Just where his head touched it the wainscot had been worn away by the daily pressure, leaving a round spot. The wood was there exposed—a round spot, an inch or two in diameter, being completely bare of varnish. So many nods—the attrition of thirty years and more of nodding—had gradually ground away the coat with which the painter had originally covered the wood. It even looked a little hollow—a little depressed—as if his head had scooped out a shallow crater; but this was probably an illusion, the eye being deceived by the difference in colour between the wood and the varnish around it.

This human mark reminded one of the grooves worn by the knees of generations of worshippers in the sacred steps of the temple which they ascended on all-fours. It was, indeed, a mark of devotion, as Mrs. Iden and others, not very keen observers, would have said, to the god of Sleep; in truth, it was a singular instance of continued devotion at the throne of the god of Thought.

It was to think that Mr. Iden in the commencement assumed this posture of slumber, and commanded silence. But thought which has been cultivated for a third of a century is apt to tone down to something very near somnolence.

That panel of wainscot was, in fact, as worthy of preservation as those on which the early artists delineated the Madonna and Infant, and for which high prices are now paid. It was intensely—superlatively—human. Worn in slow time by a human head within which a great mind was working under the most unhappy conditions, it had the deep value attaching to inanimate things which have witnessed intolerable suffering.

I am not a Roman Catholic, but I must confess that if I could be assured any particular piece of wood had really formed a part of the Cross I should think it the most valuable thing in the world, to which Koh-i-noors would be mud.

I am a pagan, and think the heart and soul above crowns.

That panel was in effect a cross on which a heart had been tortured for the third of a century, that is, for the space of time allotted to a generation.

That mark upon the panel had still a further meaning, it represented the unhappiness, the misfortunes, the Nemesis of two hundred years.

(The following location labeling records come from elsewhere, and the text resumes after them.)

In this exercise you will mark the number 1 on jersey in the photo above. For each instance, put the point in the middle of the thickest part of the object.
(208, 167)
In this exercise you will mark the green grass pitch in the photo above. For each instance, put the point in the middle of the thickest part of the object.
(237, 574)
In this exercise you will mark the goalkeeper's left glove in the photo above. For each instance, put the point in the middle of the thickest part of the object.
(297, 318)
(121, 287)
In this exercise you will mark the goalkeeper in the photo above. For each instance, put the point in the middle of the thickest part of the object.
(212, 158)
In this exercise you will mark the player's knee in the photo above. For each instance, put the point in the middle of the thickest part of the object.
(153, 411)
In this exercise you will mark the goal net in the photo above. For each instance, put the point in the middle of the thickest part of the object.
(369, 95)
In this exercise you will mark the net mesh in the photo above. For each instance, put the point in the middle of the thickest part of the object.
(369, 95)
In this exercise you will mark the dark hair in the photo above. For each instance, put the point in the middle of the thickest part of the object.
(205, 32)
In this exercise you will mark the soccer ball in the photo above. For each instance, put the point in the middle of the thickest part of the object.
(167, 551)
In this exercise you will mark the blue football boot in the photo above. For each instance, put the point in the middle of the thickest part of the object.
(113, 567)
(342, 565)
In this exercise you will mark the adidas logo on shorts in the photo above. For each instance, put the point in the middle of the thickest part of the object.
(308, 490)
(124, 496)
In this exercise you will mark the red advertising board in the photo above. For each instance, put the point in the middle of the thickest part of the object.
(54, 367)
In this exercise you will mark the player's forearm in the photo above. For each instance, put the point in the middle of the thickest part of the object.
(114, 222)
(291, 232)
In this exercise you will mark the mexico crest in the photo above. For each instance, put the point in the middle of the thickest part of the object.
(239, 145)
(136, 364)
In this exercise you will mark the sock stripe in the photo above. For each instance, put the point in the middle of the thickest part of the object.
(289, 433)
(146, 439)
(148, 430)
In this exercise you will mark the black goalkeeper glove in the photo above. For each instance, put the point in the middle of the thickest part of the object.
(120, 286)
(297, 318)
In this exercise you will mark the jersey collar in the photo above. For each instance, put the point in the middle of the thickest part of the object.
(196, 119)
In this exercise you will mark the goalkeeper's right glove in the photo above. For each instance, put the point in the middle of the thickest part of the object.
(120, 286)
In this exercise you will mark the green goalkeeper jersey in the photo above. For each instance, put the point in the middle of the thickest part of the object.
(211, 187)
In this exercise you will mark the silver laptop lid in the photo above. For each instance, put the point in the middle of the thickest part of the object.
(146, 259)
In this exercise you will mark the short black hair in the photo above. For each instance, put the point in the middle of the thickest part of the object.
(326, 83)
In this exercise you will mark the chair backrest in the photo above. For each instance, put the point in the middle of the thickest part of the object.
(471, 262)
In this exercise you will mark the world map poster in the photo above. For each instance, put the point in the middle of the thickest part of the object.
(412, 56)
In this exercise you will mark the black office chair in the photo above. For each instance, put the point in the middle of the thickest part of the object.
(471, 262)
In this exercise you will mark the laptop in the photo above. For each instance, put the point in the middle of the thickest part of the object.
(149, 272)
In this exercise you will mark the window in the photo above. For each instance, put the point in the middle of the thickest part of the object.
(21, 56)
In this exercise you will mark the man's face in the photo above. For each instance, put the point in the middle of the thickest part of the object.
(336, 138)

This family of Idens had endured already two hundred years of unhappiness and discordance for no original fault of theirs, simply because they had once been fortunate of old time, and therefore they had to work out that hour of sunshine to the utmost depths of shadow.

The panel of the wainscot upon which that mark had been worn was in effect a cross upon which a human heart had been tortured—and thought can, indeed, torture—for a third of a century. For Iden had learned to know himself, and despaired.

Not long after he had settled himself and closed his eyes the handle of the door was very softly turned, and Amaryllis stole in for her book, which she had forgotten. She succeeded in getting it on tiptoe without a sound, but in shutting the door the lock clicked, and she heard him kick the fender angrily with his iron-shod heel.